The Settlement Agreement states:  "the terms of this Settlement Agreement are subject to and conditioned upon 'Final Court Approval' [judicial approval in an Article 77 proceeding that the Settlement Agreement expressly authorizes the Trustee to commence]...If at any time Final Court Approval of the Settlement shall become legally impossible (including by reason of the denial of Final Court Approval by a court with no possibility of further appeal or proceedings that could result in Final Court Approval), the Settlement Agreement shall be null and void and have no further effect as to the Parties...[except for provisions not relevant]" [emphasis added].

So, given that the Settlement Agreement is contingent and the transactions contemplated by the Settlement Agreement are prospective, the focus of the reasonableness of the Trustee in an Article 77 proceeding should be not whether it was reasonable for the Trustee to enter into the Settlement Agreement in the summer of 2011, but rather whether it is reasonable for the Trustee to perform the transactions...release the Released Claims for payment of $8.5 billion...only at such time those transactions are permitted to close and have legal effect.

Therefore, any inquiry into the reasonableness of the Trustee should remain an open question subject to legal developments post-summer 2011 until such time as the Settlement Agreement is enforceable against BAC and the Trustee...and that will only occur when Article 77 proceeding has been completed and a favorable decision rendered, such that the transactions contemplated by the Settlement Agreement can have legal effect and be consummated. 

The Article 77 schedule contemplates a hearing schedule that will last well into the spring of 2013 with a decsion by Justice Kapnick expected much later in 2013 (considering that Justice Kapnick has not yet issued her opinion in the BAC Article 78 hearing against MBIA and the NYDFS that concluded in June 2012).

So, this raises a fascinating question: what happens if the legal analysis that the Trustee obtained in the summer of 2011 that, in its view, supported the reasonableness of the transactions contemplated by the Settlement Agreement, is rendered stale or wrong by judicial holdings subsequent to the summer of 2011, such that at the time the Trustee seeks to obtain judicial approval to consummate the Settlement Agreement transactions (the only time the Trustee can enforce the Settlement Agreement against BAC), the Trustee's actions can no longer be fairly regarded as reasonable?

It so happens that this fascinating, and financially momentous to BAC, question is presented with full force in the MBIA v. BAC fraud and R/W litigation currently approaching trial before Justice Bransten in the same court as the Article 77 proceeding.
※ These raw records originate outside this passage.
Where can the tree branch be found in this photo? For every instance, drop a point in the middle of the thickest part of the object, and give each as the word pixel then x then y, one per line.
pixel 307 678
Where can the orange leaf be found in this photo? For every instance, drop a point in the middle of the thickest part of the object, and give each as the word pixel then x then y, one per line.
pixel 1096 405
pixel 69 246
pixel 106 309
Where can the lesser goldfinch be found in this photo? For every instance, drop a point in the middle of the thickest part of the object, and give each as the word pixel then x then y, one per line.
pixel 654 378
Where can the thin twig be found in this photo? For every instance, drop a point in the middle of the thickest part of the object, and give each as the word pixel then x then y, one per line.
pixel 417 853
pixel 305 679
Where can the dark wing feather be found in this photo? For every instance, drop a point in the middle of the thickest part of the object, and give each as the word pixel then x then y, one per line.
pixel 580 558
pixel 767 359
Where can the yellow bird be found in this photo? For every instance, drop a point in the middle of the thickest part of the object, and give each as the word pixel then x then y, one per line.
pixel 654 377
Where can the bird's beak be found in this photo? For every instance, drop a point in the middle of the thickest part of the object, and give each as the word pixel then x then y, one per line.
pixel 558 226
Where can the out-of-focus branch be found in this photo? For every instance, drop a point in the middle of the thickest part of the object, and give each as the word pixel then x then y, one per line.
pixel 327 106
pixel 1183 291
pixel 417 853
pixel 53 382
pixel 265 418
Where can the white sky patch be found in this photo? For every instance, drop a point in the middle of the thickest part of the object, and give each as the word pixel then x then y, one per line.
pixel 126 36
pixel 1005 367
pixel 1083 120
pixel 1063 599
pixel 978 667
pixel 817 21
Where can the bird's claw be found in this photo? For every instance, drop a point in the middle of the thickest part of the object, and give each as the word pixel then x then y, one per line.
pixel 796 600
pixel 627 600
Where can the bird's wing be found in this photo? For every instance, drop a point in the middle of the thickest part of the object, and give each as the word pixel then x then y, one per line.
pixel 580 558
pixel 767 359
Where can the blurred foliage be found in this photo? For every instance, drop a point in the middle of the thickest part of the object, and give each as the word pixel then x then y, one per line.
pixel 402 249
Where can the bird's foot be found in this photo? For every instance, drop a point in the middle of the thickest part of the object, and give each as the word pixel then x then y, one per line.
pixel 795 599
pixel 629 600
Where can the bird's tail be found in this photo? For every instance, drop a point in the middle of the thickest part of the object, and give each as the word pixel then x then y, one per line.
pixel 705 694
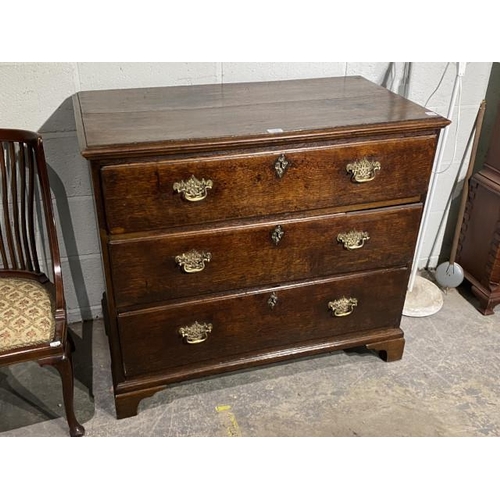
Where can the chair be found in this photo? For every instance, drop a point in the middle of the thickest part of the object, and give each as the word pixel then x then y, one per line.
pixel 32 306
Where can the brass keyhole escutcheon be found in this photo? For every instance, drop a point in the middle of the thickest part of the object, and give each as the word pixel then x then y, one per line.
pixel 281 165
pixel 272 301
pixel 363 170
pixel 277 234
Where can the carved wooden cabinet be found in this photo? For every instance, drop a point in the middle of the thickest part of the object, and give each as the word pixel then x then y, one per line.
pixel 478 250
pixel 248 223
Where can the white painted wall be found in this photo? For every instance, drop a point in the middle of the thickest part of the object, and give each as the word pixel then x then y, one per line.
pixel 37 96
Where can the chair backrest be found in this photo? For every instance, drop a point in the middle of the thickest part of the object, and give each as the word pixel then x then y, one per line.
pixel 24 185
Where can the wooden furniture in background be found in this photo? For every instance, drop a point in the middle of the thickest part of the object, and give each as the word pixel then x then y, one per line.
pixel 32 308
pixel 479 245
pixel 248 223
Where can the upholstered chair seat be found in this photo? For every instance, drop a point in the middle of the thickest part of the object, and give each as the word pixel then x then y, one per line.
pixel 33 321
pixel 26 314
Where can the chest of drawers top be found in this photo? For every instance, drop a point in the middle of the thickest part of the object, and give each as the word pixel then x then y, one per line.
pixel 150 121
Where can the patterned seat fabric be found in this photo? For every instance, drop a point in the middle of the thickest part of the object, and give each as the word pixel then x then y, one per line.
pixel 26 313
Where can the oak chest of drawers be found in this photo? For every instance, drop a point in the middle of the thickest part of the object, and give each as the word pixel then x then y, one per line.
pixel 248 223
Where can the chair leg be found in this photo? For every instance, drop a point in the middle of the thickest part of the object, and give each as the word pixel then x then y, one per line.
pixel 65 369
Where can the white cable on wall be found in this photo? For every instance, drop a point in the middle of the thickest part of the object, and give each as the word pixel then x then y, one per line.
pixel 435 171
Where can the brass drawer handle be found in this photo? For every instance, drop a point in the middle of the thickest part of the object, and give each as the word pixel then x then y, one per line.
pixel 196 333
pixel 280 165
pixel 363 170
pixel 193 261
pixel 343 306
pixel 193 189
pixel 353 239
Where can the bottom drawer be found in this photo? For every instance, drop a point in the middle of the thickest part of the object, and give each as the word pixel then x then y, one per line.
pixel 221 328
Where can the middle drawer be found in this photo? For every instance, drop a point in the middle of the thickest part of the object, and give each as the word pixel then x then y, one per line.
pixel 159 268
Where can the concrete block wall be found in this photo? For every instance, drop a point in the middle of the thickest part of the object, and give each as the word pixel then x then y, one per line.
pixel 37 96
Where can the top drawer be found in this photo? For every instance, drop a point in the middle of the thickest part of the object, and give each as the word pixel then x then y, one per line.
pixel 155 195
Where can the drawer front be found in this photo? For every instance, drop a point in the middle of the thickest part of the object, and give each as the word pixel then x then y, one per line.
pixel 155 269
pixel 224 328
pixel 141 197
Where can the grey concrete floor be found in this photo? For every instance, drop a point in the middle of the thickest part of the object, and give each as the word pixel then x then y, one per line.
pixel 447 384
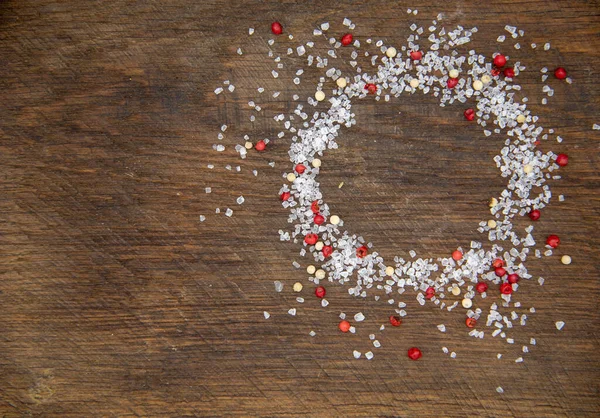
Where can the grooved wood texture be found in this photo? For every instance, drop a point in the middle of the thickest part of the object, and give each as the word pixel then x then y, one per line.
pixel 116 301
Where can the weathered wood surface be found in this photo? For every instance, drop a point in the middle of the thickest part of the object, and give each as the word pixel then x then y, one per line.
pixel 116 301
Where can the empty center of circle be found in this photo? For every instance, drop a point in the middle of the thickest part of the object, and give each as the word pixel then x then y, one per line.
pixel 420 179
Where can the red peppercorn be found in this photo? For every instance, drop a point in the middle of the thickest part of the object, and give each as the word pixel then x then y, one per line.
pixel 314 207
pixel 535 214
pixel 560 73
pixel 416 55
pixel 361 252
pixel 499 60
pixel 452 82
pixel 260 145
pixel 311 239
pixel 506 288
pixel 553 241
pixel 469 114
pixel 509 72
pixel 371 88
pixel 562 159
pixel 481 287
pixel 456 255
pixel 344 326
pixel 320 292
pixel 513 278
pixel 395 321
pixel 276 28
pixel 414 353
pixel 347 39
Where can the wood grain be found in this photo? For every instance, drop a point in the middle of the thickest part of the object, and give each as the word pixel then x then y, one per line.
pixel 116 301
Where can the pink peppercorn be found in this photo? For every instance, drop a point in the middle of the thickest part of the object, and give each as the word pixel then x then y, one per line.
pixel 481 287
pixel 347 39
pixel 395 321
pixel 535 214
pixel 276 28
pixel 562 159
pixel 553 241
pixel 371 88
pixel 361 252
pixel 469 114
pixel 498 263
pixel 506 288
pixel 499 60
pixel 560 73
pixel 416 55
pixel 414 353
pixel 311 239
pixel 344 326
pixel 500 271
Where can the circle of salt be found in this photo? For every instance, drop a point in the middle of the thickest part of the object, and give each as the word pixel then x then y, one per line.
pixel 493 102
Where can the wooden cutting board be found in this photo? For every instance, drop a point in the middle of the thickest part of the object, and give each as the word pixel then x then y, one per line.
pixel 116 301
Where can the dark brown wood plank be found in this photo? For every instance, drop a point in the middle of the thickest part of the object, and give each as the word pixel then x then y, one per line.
pixel 116 301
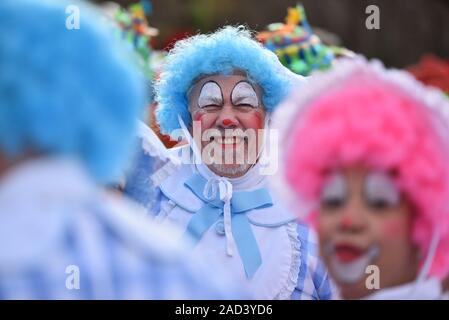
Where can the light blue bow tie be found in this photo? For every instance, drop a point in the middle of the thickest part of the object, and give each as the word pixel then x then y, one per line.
pixel 240 203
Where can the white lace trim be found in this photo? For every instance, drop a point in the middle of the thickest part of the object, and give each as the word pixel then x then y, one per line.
pixel 292 280
pixel 163 173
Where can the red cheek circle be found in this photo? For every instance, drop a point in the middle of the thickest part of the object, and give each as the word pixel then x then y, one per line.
pixel 252 120
pixel 346 222
pixel 198 116
pixel 227 122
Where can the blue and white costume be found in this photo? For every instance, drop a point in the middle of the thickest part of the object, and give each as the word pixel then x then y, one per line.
pixel 236 223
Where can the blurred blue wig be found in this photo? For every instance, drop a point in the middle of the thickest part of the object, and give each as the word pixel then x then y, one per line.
pixel 63 91
pixel 221 52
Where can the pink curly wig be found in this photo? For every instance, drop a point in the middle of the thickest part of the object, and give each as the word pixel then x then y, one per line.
pixel 366 115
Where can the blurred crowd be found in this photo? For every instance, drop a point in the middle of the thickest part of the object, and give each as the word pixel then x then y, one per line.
pixel 235 165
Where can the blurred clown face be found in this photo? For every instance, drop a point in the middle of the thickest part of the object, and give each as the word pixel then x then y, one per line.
pixel 229 111
pixel 363 221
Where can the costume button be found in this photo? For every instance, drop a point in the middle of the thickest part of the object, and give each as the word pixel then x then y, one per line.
pixel 219 227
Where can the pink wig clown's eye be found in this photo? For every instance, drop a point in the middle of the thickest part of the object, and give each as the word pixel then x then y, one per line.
pixel 374 124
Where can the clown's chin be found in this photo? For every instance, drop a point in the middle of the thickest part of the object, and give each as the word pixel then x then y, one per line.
pixel 229 170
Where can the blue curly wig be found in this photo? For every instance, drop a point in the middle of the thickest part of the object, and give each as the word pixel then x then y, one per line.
pixel 218 53
pixel 66 92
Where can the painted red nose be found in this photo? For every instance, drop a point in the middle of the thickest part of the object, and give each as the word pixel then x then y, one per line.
pixel 227 122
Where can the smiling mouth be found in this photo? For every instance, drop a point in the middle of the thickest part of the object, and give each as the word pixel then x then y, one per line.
pixel 232 141
pixel 349 262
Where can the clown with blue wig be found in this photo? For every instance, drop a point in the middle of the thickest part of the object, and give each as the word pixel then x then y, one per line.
pixel 217 92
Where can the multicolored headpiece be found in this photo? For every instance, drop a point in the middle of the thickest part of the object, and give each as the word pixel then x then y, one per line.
pixel 222 52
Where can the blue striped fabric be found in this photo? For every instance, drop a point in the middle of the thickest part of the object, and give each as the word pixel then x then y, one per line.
pixel 313 279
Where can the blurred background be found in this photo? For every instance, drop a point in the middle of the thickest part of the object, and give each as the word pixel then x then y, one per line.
pixel 408 29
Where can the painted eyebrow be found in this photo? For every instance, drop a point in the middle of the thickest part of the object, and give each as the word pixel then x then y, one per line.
pixel 214 99
pixel 238 99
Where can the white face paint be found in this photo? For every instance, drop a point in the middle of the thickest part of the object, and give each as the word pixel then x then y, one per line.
pixel 334 191
pixel 210 95
pixel 380 189
pixel 244 94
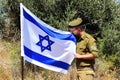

Incredibly, it is BAC, itself, that is pursuing a strategy in the MBIA litigation that, given Justice Bransten's judicial decisions to date and motions that are expected to be argued just next month in this litigation, is creating judicial doubt as to the reasonableness of the Trustee's consummation of the Settlement Agreement with BAC.

I have stated in this blog before, here, that BAC's litigation strategy in the context of its legacy Countrywide mbs claims appears idiotic and self-defeating, by creating adverse judicial precedents in the MBIA proceeding that can be applied against BAC by the use of offensive collateral estoppel in much larger proceedings against it.  BAC's strategy to continue litigation with MBIA risks creating additional judicial precedents that effectively makes the Article 77 proceeding a hostage to BAC's MBIA litigation.  It must be kept in mind that through the assertion of offensive collateral estoppel, it is generally the case that any judicial finding of law and fact in the MBIA litigation adverse to BAC that is at issue in the Article 77 proceeding can be enforced against BAC by objecting mbs investors.

This appears to me to be just another example of breathtakingly stupid legal risk assessment by BAC's executives and board of directors.